Lately, there have been a lot of challenges and serious setbacks facing many economies. Notably, the US economy has had a good share of such setbacks for it to have emerged the top superpower nation. Regarding all those challenges, one of the significant points of concern to its economy is science and technological innovations. The US has prospered in this department up to even being the leading innovative nation as well. Furthermore, it is crucial since it is what mainly fuels its economy.
However, the nation is losing its confidence in staying in its current position due to the competition from China. China has, for a while, been progressing further and further towards achieving innovations and better technology. For this reason, it poses a significant threat to the market of the US and consequently, its overall economy. It has even further influenced changes to the US foreign policy of the 21st century. Claims from the Americans that China is just a mere "copycat" and not an innovator stand to be refuted by the number of research programmes and MNCs (multinational cooperations) coming up in China. This article shines a light on the challenge for superiority and the impacts it has.

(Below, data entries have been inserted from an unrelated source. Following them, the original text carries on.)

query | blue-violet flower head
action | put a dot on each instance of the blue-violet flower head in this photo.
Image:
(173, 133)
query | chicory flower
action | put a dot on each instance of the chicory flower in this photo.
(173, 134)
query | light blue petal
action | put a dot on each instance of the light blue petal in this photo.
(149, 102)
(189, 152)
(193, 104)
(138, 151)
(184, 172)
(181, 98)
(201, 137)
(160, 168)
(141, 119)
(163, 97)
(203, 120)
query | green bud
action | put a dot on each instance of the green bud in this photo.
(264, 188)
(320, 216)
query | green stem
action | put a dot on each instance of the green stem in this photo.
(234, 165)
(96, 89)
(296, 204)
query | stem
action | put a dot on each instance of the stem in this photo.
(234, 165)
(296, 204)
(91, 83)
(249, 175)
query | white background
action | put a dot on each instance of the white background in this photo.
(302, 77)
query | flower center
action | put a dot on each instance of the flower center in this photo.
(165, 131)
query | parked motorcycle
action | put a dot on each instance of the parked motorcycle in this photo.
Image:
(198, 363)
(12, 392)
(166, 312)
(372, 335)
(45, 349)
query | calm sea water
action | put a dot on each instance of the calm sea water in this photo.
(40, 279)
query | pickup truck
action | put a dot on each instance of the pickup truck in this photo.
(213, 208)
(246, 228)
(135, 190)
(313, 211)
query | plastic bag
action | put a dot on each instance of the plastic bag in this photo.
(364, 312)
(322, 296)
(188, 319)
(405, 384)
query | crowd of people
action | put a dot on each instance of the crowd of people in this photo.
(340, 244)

The US-China Science and Technology Relation
It goes without saying, therefore, that the intense research, time, and money being spared for innovations in China is bound to bear fruits. Thus, other observant countries feel compelled to be associated with the revolutionary trends in China. As a result, they want to be associated, and this comes with different sides. Some want to be partners, while others want to trade. The US at first sought an alliance with the S&T (science and technology) department of China. This cooperation between the two nations created normalcy among them, until China begun showing more promising characters of development.
This technological progress creates the political and economic complications that further parallel the S&T relation development. Consequently, the US sees these scientific and technological developments as an increase in their (China’s) national strength, and thus a challenge to their own economy and security. However, a percentage of the open-minded Americans disagree with this notion, and instead, urge that the correlation between them could help offer new probable solutions to common problems.

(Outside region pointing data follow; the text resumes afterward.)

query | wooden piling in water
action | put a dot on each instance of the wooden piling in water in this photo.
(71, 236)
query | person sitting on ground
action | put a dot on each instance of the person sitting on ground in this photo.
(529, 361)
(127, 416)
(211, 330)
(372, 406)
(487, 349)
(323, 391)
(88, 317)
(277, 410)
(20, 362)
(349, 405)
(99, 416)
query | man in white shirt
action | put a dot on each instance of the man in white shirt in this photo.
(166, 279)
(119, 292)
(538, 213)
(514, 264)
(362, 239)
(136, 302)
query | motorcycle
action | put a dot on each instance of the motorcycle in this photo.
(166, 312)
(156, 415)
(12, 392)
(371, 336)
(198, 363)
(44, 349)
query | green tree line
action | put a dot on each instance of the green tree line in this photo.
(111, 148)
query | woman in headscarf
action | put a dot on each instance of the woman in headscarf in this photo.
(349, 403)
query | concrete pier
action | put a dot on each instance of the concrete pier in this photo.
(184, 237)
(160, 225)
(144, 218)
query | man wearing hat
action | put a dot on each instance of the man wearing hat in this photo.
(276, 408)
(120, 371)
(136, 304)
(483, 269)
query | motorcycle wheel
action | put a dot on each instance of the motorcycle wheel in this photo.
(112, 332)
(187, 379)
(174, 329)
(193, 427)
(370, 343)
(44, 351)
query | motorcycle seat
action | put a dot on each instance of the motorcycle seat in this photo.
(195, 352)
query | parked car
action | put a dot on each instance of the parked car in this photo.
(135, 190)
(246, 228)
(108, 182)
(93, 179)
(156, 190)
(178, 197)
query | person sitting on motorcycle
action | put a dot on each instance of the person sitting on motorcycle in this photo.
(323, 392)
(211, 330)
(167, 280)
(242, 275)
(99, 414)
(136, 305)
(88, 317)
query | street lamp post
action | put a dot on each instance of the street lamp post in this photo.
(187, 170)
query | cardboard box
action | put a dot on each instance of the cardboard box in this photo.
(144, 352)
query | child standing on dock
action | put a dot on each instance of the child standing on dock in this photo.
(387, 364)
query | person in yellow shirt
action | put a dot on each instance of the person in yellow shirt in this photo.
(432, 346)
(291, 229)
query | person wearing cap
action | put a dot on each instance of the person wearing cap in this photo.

Implications of the US-China Test of Might
Globally, the US has taken up the award of being the leading innovative nation. Their technological innovation has worked to fuel their economy as well as military predominance that constitute their aspect of superiority power. Therefore, the “tech war” between them and China is in the interest of their position in power. In this kind of cold war between the two countries, their governments are making geo-economic decisions that could potentially reshape the global tech supply and even international governance of economies
For instance, the President of United States (Donald Trump) just recently signed an executive order restricting Chinese telecommunication companies ZTE Corp. and Huawei from trading their products and services into the US. Furthermore, the Department of Commerce also blacklisted Huawei in the export control. As a result, individuals and businesses trading to these companies require a licence from the US government that ensures sales or transfers do not harm the foreign policy interests or the U.S. national security.
What next then?
Now that these two super nations are aware of what they are looking up against, both need to work extra hard to emerge at the top of the chain. Therefore, the Chinese course of action is keeping up the huge leaps in technology advancement. According to Andrew Kennedy and Darren Lim, their solution lies in making (creating innovative skills among them and the manufacturing capacity), transacting (trading their creations with the outside world and investing in foreign companies) and taking (borrowing existing technology in foreign states and companies legally from open-source material).
On the other hand, the United States is striving to maintain its innovative accomplishments and its keep position in the global economy. This plan involves three key steps, as well. These are; shielding (preventing competitors from taking their technological knowledge), stifling (basically making it impossible for rival countries like China to access or use resources and provisions in the US for technology improvement) and spurring (implies acquiring any extra advantage to the technology manufacturing in the US, including research funding and best human talent from across the world.)